Engineers and ecologists are developing the EDE 4.0 forest management assistance system. Powered by artificial intelligence (AI), it helps conserve and manage forests sustainably.
Climate change is affecting forests around the world. Germany is now experiencing the largest deforestation since the 1980s. In Baden-Württemberg, 43% of all forest areas are damaged. It should be borne in mind that many factors have to be taken into account when managing forests.
“Mixed forests with hornbeam, maple or bird cherry are much better suited to new conditions than spruce forests, but less profitable. In addition, soil properties play an important role in tree planting, explains Dr. Joachim Fahlmann from the South German Climate Office KIT. “Forest management must be responsive and carefully balance the various aspects.”
EDI GmbH, the South German Climate Office and the KIT Institute of Geography and Geoecology are developing a cloud-based AI-based decision support system. The goal is to help foresters make the best decisions based on data. The interdisciplinary EDE 4.0 project works closely with partners in the forestry sector to support sustainable forestry.
The help system is based on a software solution from EDI GmbH. The EDI hive IoT framework was originally designed for machine learning in aerospace and mechanical engineering. “The result of our development work will be a mobile application that can be operated intuitively. AI works to support local foresters in deciding where and when to plant new trees. Moreover, the system will predict how successful planting a tree will be in a specific location, ”explains Dr. Thomas Freudenmann, one of the founders of EDI GmbH.

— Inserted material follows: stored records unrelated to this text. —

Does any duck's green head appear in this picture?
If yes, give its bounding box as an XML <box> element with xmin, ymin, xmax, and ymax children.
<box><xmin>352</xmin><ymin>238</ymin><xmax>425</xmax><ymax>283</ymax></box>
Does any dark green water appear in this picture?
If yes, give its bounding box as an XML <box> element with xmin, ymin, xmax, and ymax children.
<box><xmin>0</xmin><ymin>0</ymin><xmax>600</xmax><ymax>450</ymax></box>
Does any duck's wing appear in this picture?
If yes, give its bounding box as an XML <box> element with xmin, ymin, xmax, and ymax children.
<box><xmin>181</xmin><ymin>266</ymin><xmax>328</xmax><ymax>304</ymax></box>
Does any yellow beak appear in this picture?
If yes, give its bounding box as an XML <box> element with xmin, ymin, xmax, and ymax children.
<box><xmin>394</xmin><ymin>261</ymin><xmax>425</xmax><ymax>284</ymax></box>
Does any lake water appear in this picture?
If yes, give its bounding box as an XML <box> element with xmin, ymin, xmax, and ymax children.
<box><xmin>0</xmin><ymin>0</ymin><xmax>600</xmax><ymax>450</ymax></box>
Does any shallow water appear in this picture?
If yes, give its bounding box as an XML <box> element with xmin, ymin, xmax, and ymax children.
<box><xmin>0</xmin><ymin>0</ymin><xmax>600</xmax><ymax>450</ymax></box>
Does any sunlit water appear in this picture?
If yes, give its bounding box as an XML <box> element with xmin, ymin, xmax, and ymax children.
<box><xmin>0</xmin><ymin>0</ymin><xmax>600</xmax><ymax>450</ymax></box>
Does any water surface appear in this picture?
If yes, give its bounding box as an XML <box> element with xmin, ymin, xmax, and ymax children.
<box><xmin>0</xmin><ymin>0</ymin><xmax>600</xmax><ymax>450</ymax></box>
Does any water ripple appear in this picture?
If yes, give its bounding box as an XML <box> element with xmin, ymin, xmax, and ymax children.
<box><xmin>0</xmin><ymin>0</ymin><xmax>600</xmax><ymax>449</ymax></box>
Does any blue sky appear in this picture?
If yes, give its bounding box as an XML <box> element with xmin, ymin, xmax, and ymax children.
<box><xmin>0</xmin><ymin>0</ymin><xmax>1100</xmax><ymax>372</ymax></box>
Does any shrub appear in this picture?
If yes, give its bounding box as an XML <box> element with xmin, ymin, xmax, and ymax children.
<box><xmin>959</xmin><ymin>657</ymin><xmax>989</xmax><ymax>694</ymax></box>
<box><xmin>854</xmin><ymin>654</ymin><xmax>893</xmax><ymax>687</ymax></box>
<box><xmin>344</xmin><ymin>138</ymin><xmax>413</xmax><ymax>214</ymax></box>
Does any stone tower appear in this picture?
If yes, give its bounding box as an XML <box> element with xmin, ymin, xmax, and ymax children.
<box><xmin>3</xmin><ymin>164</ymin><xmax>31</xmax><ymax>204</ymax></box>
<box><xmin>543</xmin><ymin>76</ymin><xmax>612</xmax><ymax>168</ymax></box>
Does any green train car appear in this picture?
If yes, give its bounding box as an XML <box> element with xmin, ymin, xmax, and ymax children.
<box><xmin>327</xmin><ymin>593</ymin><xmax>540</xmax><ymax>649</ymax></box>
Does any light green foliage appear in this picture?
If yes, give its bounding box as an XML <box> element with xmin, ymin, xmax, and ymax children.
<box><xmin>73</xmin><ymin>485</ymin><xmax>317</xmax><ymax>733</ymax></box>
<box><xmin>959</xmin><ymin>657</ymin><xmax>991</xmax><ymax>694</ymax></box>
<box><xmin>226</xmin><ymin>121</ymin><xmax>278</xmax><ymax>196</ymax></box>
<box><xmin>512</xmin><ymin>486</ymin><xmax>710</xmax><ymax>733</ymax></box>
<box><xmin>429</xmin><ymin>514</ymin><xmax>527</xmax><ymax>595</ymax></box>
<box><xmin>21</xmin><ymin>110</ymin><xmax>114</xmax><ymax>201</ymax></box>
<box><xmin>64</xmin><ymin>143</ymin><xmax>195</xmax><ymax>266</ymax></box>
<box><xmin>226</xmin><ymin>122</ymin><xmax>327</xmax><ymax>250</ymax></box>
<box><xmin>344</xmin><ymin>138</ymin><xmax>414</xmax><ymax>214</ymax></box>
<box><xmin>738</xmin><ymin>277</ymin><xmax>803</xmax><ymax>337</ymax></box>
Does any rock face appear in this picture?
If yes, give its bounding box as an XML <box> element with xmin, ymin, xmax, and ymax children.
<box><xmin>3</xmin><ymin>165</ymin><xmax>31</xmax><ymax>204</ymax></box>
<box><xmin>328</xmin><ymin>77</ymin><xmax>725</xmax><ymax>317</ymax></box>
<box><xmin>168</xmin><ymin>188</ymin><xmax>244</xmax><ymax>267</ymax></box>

For the system to deliver relevant results, it must first recognize relationships and patterns. For this, many data from different areas are combined. Among them are data on the medium-term climate development provided by the German Meteorological Service and the Institute for Meteorology and Climate Research KIT. In addition, the assistance system will take into account the local knowledge and experience of foresters.